Müftüoğlu, bu dönemde vatandaşın hastane kalabalığına girmek istemediğinin altını çizerek, “Ayrıca kolay ulaşılabilir olmamız nedeniyle vatandaş aile sağlığı merkezlerinde aşı olmak istiyor. Zaten aile sağlığı merkezlerinde aşılamanın başlamasıyla günlük 1 milyon dozun üzerine çıkmayı başardık. Bir Aile Sağlığı Merkezi tek başına bir hastanenin yaptığı aşı sayısının üzerine çıkabiliyor.
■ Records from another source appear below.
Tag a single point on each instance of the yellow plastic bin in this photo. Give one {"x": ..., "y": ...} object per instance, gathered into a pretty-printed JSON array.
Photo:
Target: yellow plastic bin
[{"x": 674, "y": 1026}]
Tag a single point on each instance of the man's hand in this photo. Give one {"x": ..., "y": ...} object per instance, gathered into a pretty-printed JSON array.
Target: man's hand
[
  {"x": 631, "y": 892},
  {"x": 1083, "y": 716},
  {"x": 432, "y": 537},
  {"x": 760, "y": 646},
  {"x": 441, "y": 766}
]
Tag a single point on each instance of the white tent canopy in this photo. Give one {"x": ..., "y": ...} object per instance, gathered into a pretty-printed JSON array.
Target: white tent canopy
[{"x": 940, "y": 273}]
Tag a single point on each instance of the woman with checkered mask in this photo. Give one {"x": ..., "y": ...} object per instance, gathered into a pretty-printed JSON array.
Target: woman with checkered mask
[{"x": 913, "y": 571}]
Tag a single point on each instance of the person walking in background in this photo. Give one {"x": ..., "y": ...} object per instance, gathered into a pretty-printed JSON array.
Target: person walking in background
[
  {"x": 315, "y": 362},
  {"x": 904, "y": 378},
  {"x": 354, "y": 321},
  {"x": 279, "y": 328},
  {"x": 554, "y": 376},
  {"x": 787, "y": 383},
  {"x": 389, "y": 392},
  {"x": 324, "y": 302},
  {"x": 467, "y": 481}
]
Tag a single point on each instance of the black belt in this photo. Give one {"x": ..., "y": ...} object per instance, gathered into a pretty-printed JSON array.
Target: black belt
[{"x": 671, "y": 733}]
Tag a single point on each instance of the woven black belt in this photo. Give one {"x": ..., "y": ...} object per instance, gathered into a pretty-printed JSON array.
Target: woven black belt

Üstelik bunu ilave aşı hemşiresi olmadan, hatta pek çok yerde eksik sayıda aile sağlığı çalışanıyla başarıyor. Hemşireler aşıyı uygularken bir yanda hekim telefon üzerinden sisteme kaydını yapıyor. Bu manzara, bu çaba dünyanın hiçbir yerinde yoktur” sözlerine yer verdi.
“Bina kiraları belimizi büküyor”
Müftüoğlu, cari giderler için verilen ödemelerin kurumların cari giderlerinin altında kalması pek çok hekimin cari ödemelerini maaşlarından yapma zorunluluğunu doğurduğunu söyledi. Bina kiralarının hekimlerin belini büktüğünü vurgulayan Müftüoğlu, “İlk başvuru merkezi olmamız, henüz ayrışmamış, tanısı konmamış hastaların tespiti, teşhis ve tedavisi yanı sıra takibi, gerektiğinde sevki yanı sıra askerlik, ehliyet, durum bildirir raporlar, okul muayene raporları gibi daha sayamadığım onlarca raporu vermeye yetkili olmamız sebebiyle baş döndüren bir iş yükü altındayız. Başta bina kiraları hekimlerin belini bükmektedir. Öncelikle Bakanlığımızın bilhassa büyük şehirlerde astronomik kiraların istendiği bölgelerdeki hekimlere kamu binaları yaparak ya da mevcut olanları değerlendirerek yer göstermesi aciliyet arz etmektedir” diye konuştu.
“Sorunlarımıza çözüm üretilmezse iş bırakma eylemi yapacağız”
Yeni yönetmelik iptal edilmez, sahanın sorunlarını yönelik çözüm üreten, hak ve özlük kayıplarına dur diyen bir yönetmeliğe yönelik çalışmaların yapılacağı garantisi verilmezse eylem planlarını harekete geçireceklerini söyleyen Müftüoğlu, “Çatı örgütümüz AHEF'in ve sendikaların kararıyla 27 Ağustos'ta bir günlük iş bırakacağız. Ayrıca tüm Türkiye'den aile hekimleri ve aile sağlığı çalışanları olarak da 28 Ağustos'ta Ankara'da miting için toplanacağız. Sürecin, yönetmeliğin iptal edilip, hazırlanacak yeni yönetmeliğin ilgili STK'lar, sahada çalışan hekim ve aile sağlığı çalışanlarının görüşleri alınarak, çözüm odaklı ve hakkaniyetli olarak düzenlenmesi yönünde ilerlemesi hepimizin ortak dileği. Umarız bu çabalar sonuç verir. Aksi takdirde biz mücadeleye ve eylemlerimize devam edeceğiz” dedi.